New evidence confirms that the sunflower was domesticated in Mexico more than 4,600 years ago, researchers say, contrary to the widely held belief that it was converted into a food crop only in the Mississippi Valley.

“Given all the available data, the best explanation is that the sunflower was domesticated twice,” said archaeologist David L. Lentz of the University of Cincinnati.

The sunflower has been an important food crop in the Americas, both for its high fat content and its oil. It also played a role in many religious rites.

Lentz reported seven years ago that he and his colleagues had discovered a 4,600-year-old sunflower seed and achene, the sunflower fruit containing the seeds, at San Andres in Tabasco state on Mexico’s Gulf Coast.


But critics, including Bruce Smith of the Smithsonian Museum of Natural History, argued that the remains were not really sunflower. Smith also said that genetic analysis indicates that sunflowers from Mexico and the United States have the same origin.

Many experts think that Spanish conquistadors were responsible for bringing domesticated sunflowers to Mexico from the north.

A new discovery from a site called Cueva del Gallo in the central state of Morelos confirms the earlier find, Lentz and his colleagues reported Monday in the Proceedings of the National Academy of Sciences. They discovered three well-preserved achenes that they say are indisputably sunflowers and that date from around 300 BC, 1,800 years before the Spaniards’ arrival.

“The Cueva del Gallo shells are in excellent condition and have unmistakable sunflower traits, removing all doubt about the pre-Columbian presence of domesticated sunflower in Mexico,” said coauthor Mary D. Pohl of Florida State University.

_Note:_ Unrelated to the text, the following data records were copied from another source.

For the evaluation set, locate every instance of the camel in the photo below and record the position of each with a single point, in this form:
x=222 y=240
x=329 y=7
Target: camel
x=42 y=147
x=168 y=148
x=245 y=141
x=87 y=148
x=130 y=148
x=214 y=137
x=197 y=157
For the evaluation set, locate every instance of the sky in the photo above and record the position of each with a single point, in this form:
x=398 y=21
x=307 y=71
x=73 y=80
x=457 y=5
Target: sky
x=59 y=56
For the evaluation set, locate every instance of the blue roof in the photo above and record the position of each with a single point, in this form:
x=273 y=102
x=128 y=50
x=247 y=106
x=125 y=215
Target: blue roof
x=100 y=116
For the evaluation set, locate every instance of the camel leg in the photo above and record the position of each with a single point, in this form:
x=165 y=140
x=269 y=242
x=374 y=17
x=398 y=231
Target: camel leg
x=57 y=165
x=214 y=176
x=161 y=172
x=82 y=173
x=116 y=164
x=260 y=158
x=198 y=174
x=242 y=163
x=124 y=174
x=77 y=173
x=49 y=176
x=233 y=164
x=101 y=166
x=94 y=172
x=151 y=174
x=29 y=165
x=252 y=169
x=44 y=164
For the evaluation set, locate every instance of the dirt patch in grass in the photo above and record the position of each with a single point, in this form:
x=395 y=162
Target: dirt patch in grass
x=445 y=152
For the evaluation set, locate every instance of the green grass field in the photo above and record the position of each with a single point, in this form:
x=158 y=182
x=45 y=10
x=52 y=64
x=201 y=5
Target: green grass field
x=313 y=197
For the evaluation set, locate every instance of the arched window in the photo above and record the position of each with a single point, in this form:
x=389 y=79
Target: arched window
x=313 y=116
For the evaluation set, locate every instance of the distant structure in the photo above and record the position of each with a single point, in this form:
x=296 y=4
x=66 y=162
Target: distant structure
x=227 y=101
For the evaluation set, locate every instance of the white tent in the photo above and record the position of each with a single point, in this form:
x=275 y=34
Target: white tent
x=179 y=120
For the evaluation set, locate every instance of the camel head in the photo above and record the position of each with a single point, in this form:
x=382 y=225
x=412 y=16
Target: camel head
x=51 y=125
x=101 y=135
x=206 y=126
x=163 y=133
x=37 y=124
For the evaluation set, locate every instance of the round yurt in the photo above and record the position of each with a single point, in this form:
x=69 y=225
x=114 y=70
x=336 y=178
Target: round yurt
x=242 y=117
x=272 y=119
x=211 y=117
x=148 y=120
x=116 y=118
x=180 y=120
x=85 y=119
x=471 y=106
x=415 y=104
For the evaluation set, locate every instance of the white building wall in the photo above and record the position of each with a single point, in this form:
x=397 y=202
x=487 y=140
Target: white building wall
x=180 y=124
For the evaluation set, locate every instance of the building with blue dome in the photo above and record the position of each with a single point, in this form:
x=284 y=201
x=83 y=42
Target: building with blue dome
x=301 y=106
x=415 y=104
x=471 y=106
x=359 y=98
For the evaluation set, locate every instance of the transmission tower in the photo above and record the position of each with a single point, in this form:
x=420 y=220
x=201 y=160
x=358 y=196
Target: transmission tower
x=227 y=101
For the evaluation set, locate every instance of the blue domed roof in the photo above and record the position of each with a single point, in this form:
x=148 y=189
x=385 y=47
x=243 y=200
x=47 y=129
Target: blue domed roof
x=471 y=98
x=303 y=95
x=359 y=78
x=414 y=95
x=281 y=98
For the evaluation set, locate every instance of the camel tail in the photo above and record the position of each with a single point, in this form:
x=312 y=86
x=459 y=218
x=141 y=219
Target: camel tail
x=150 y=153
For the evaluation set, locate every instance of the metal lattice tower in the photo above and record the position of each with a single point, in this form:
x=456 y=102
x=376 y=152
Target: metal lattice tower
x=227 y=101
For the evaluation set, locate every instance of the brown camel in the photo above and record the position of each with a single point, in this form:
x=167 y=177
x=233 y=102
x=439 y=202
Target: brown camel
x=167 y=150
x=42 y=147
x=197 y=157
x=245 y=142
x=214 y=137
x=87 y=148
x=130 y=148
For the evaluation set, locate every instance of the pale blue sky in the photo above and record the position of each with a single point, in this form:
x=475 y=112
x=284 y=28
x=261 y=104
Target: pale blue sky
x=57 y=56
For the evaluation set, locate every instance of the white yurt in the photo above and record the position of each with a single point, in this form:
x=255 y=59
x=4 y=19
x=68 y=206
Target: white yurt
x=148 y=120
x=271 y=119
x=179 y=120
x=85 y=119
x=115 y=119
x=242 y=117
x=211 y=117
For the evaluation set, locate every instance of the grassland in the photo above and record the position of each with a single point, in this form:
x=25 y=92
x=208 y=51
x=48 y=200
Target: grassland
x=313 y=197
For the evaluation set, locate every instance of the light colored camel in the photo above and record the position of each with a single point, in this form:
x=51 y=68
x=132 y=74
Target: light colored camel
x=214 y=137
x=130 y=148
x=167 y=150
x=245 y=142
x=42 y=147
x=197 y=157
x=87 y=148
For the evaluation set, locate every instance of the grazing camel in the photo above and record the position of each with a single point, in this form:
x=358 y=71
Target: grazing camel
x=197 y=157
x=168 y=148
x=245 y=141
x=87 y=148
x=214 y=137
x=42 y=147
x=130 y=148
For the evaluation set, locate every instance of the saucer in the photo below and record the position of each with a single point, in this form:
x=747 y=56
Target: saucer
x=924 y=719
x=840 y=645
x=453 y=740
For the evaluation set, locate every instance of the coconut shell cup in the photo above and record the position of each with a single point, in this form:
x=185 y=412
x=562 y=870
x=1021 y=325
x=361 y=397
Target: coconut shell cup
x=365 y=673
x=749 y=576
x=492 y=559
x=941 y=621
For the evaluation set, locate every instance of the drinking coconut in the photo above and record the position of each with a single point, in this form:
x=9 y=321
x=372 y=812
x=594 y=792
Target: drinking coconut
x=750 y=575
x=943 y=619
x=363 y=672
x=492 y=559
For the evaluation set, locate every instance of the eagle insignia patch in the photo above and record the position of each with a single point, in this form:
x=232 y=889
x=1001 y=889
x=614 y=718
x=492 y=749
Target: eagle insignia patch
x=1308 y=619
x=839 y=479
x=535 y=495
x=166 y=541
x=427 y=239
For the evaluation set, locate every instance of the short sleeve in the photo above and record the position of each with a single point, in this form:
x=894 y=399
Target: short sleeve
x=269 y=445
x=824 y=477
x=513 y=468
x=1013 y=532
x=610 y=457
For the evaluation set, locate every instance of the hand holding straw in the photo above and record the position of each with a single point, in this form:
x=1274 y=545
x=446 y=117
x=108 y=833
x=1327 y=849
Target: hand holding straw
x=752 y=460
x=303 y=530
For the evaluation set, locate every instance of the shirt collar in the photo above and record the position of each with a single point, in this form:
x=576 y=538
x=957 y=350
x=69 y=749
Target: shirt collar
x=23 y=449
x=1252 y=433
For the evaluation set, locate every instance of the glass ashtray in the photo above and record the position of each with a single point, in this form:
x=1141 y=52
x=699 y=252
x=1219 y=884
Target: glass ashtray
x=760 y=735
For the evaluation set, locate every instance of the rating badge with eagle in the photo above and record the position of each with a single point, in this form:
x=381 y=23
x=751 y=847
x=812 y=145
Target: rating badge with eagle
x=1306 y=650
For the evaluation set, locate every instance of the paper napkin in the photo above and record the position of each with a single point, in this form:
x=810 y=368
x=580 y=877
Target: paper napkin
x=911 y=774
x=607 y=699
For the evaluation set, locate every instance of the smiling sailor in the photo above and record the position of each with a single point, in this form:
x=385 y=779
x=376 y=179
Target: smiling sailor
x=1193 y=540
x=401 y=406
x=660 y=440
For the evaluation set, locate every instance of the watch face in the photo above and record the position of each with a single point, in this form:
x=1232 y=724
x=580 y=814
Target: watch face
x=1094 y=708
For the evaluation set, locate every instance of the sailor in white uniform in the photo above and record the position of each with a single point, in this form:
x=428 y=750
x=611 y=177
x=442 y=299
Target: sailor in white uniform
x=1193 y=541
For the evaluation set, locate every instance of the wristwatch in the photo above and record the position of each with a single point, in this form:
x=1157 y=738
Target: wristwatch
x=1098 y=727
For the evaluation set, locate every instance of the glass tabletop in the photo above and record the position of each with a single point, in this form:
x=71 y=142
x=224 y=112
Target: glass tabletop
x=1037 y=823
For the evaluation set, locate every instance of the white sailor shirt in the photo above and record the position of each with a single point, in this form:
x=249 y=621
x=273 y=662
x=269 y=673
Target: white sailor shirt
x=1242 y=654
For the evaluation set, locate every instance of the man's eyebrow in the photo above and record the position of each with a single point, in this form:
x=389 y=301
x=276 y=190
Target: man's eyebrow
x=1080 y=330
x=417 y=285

The large size of the achenes identifies them clearly as domesticated varieties. The achenes are about 30% larger than those of domesticated sunflowers from Mississippi Valley sites of the same period, suggesting an independent origin, Lentz said.

The team also interviewed indigenous people in different parts of Mexico where sunflowers are grown today. Eleven of the 14 groups had unique words for “sunflower” that bore no relationship to either the Spanish word for the plant or the names used farther north.